From laptops to clothes and almost everything in-between, how do the goods needed to power the world get from one place to another? Even in our modern, speed-driven and globalized economy, 90 percent of everything still travels as it did almost 500 years ago: by ship. The shipping industry carries necessities like food and clothing all over the world, and yet it’s an industry that goes largely ignored by people outside of it. Hoping to break the barrier between shipping and the outside world, author Rose George spent several weeks aboard the container ship Maersk Kendal, sailing 9,288 nautical miles from England to Singapore. What resulted was her book Ninety Percent of Everything, a sweeping glimpse inside all aspects of the shipping industry, from the isolation of a shipping crew to the complicated business of flags of convenience. George spoke with Smithsonian.com about what compelled her to take the journey on the boat, why shipping goes unnoticed and why she thinks that no matter what the future holds, the world will always need shipping.
What compelled you to write a book about the shipping industry? When did you first have the idea?
My last book was about sanitation and toilets, The Big Necessity, and it came out in 2008 and it did pretty well getting attention – I spent about 18 months talking and giving lectures. The point being, it was a really fascinating topic to – excuse the pun – fall in to. And so when it came to writing another book, I was a bit stuck. I’d taken a trip in 1999, a ten-day trip in a container ship across the Atlantic in mid-winter with 21 Indians. And we’d gone down the St. Lawrence River breaking the ice all the way down to Montreal, and I remembered that as being the most alien environment that I had ever really encountered, even though I’ve traveled a lot. And I don’t mean alien in that it was unpleasant or the crew was unfriendly – I just mean it was so outside anything I’d ever experienced, and so outside of most people’s experiences, and so I thought, “Well, that’s just one ship.” And then I found out there are about 100,000 ships and I thought, “I’m going to go back to sea.”
The title of the book is Ninety Percent of Everything. How do you put the magnitude of the shipping industry – its sheer size – into terms that the public can understand?

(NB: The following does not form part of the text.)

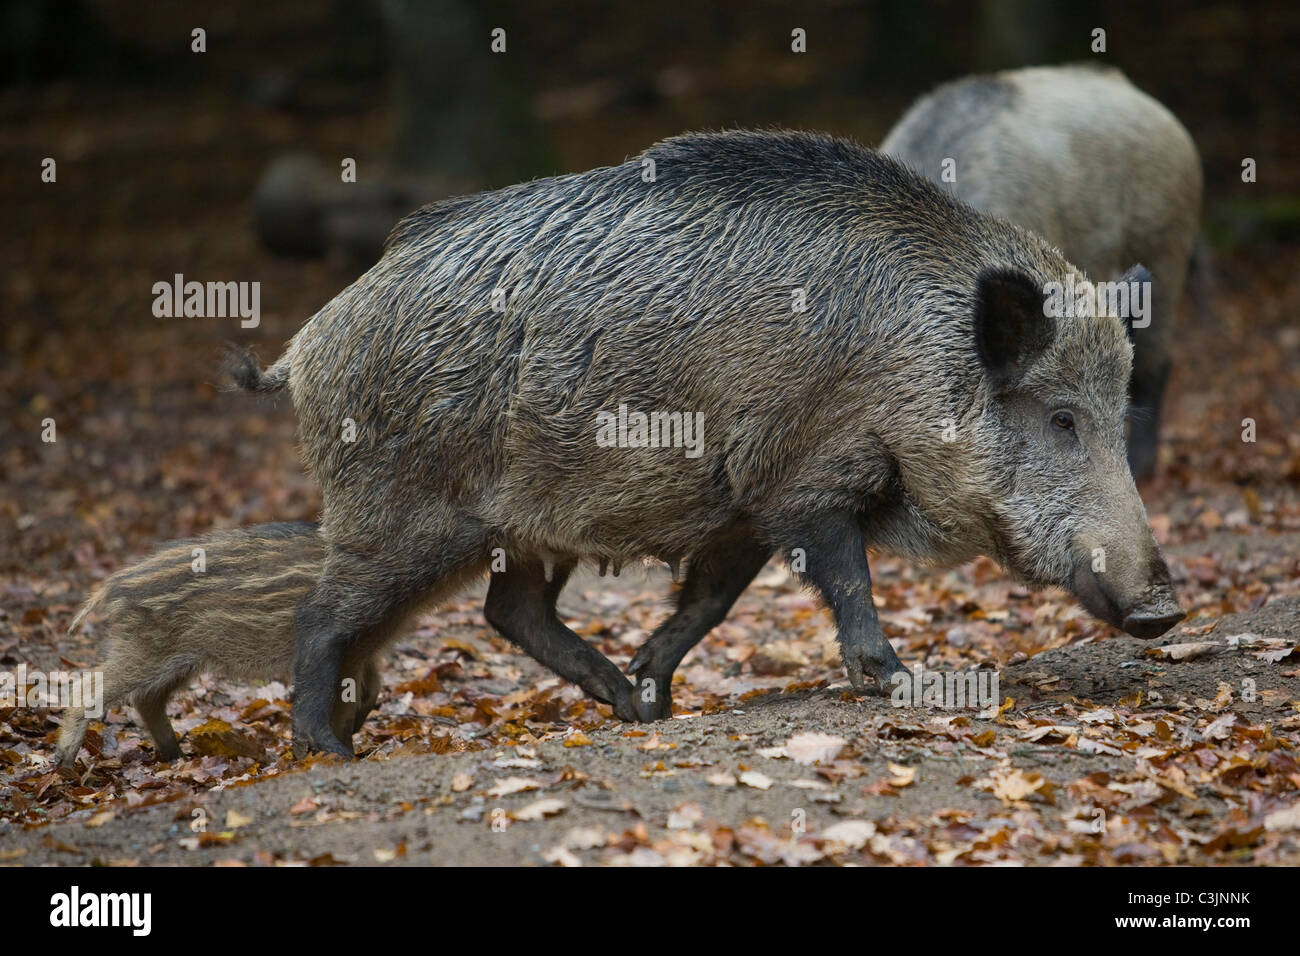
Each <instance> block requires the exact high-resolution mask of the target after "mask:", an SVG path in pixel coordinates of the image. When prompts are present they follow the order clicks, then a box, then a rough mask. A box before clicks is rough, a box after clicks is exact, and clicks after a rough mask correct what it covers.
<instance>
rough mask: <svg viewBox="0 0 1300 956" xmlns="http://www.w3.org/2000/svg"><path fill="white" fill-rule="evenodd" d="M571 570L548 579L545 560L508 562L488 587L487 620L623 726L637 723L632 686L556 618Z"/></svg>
mask: <svg viewBox="0 0 1300 956" xmlns="http://www.w3.org/2000/svg"><path fill="white" fill-rule="evenodd" d="M572 571H573V562H572V561H567V562H564V563H558V564H556V566H555V567H554V568H552V574H551V579H550V580H547V579H546V571H545V568H543V566H542V563H541V562H539V561H536V559H533V558H507V570H504V571H497V572H494V574H493V576H491V584H489V585H487V600H486V601H485V602H484V617H485V618H487V623H489V624H491V626H493V627H495V628H497V630H498V631H500V633H502V635H503V636H504V637H506V639H507V640H510V641H513V643H515V644H516V645H519V648H520V649H521V650H523V652H524V653H525V654H528V656H529V657H532V658H533V659H534V661H537V662H538V663H542V665H545V666H547V667H550V669H551V670H552V671H554V672H555V674H558V675H560V676H562V678H564V679H565V680H569V682H572V683H575V684H577V685H578V687H581V688H582V689H584V691H586V692H588V695H590V696H591V697H595V700H598V701H601V702H603V704H608V705H610V706H612V708H614V714H615V715H616V717H617V718H619V719H620V721H636V719H637V710H636V705H634V704H633V701H632V683H630V682H629V680H628V679H627V678H625V676H623V674H621V672H620V671H619V669H617V667H615V666H614V662H612V661H610V658H607V657H606V656H604V654H602V653H601V652H599V650H597V649H595V648H593V646H591V645H590V644H588V643H586V641H585V640H582V639H581V637H578V636H577V635H576V633H573V632H572V631H571V630H569V628H567V627H564V624H563V623H562V622H560V619H559V617H556V614H555V600H556V598H558V597H559V594H560V591H563V589H564V581H565V580H568V576H569V574H571V572H572Z"/></svg>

I tell them to guess what percentage of world trade travels by sea, and no one ever gets it. They usually think maybe 40, 50%. I think most people in industrialized countries, where we’ve become less nations of producers and more nations of consumers, don’t really think about it that much. When they do think about it, they might think that it comes from a sweatshop somewhere, but you’d be surprised at how many people think that everything comes by plane, which it doesn’t because it’s so expensive. Even a freight plane can carry an absolute fraction of what a ship can carry. My understanding is that people think that shipping and ships are old-fashioned, and it’s kind of the docks with their longshoremen, and their crazy colorful world, and they just don’t think it’s what it is, which is a vibrant, vital and in a way cutthroat industry.
I notice a lot of tension in the book between old and new – this very old tradition of sailing trying to maintain footing in a postindustrial world. What do you make of this tension?
Shipping is a very, very modern industry. It has to be to keep up with the pace and efficiency of containerization. Go onto a ship, and you go onto the bridge, and you won’t see any brass or a wooden wheel – it’s all beeps and machines and electronic charts. But at the same time, a ship has to be controlled by a very old fashioned thing: a human being. And you can’t get away from that, so no matter how modern a ship becomes, it always has to rely on a human being. Sea faring has always been a very dangerous life. You’ve got weather; you’ve got all sorts of hazards, and there’s not a lot that modernity can do to alleviate that. We can do everything we can to make our ships safer, but they still sink at the rate of two per week. So you’ve got seafarers who, in this strange world that is at the same time quite technologically advanced, have the second most dangerous job in the world.
Another thing that struck me was the contrast between the technology of the industry – these huge boats, super-efficient containers – and the technology allowed to the people on board. You mention that even though the ship you were on was only four years old, the seafarers weren’t allowed Internet access of any kind. How do you explain this divide?
Well it’s very simply a question of cost. The economic margins in shipping are very tight and obviously a ship owner is going to try to keep costs as low as possible. And satellite Internet access, which is what you have on a ship, is very expensive. Seafarers are on these incredibly advanced machines, living in sort of preindustrial, pre modern communications conditions. Kendal, which is what I was on, does now have Internet access for its seafarers, and there are a few more ports, which now supply free Wi-Fi. When I say a few, really a few—fewer than half a dozen.
One thing I found so interesting was the lives of the men aboard the ship -- it really seems like for all their experiences, and for the entire world they’ve seen, they are still really limited. You talk about a seafarer, Marius, who had been through treacherous storms and sailed around the world, yet felt completely out of place in Le Havre.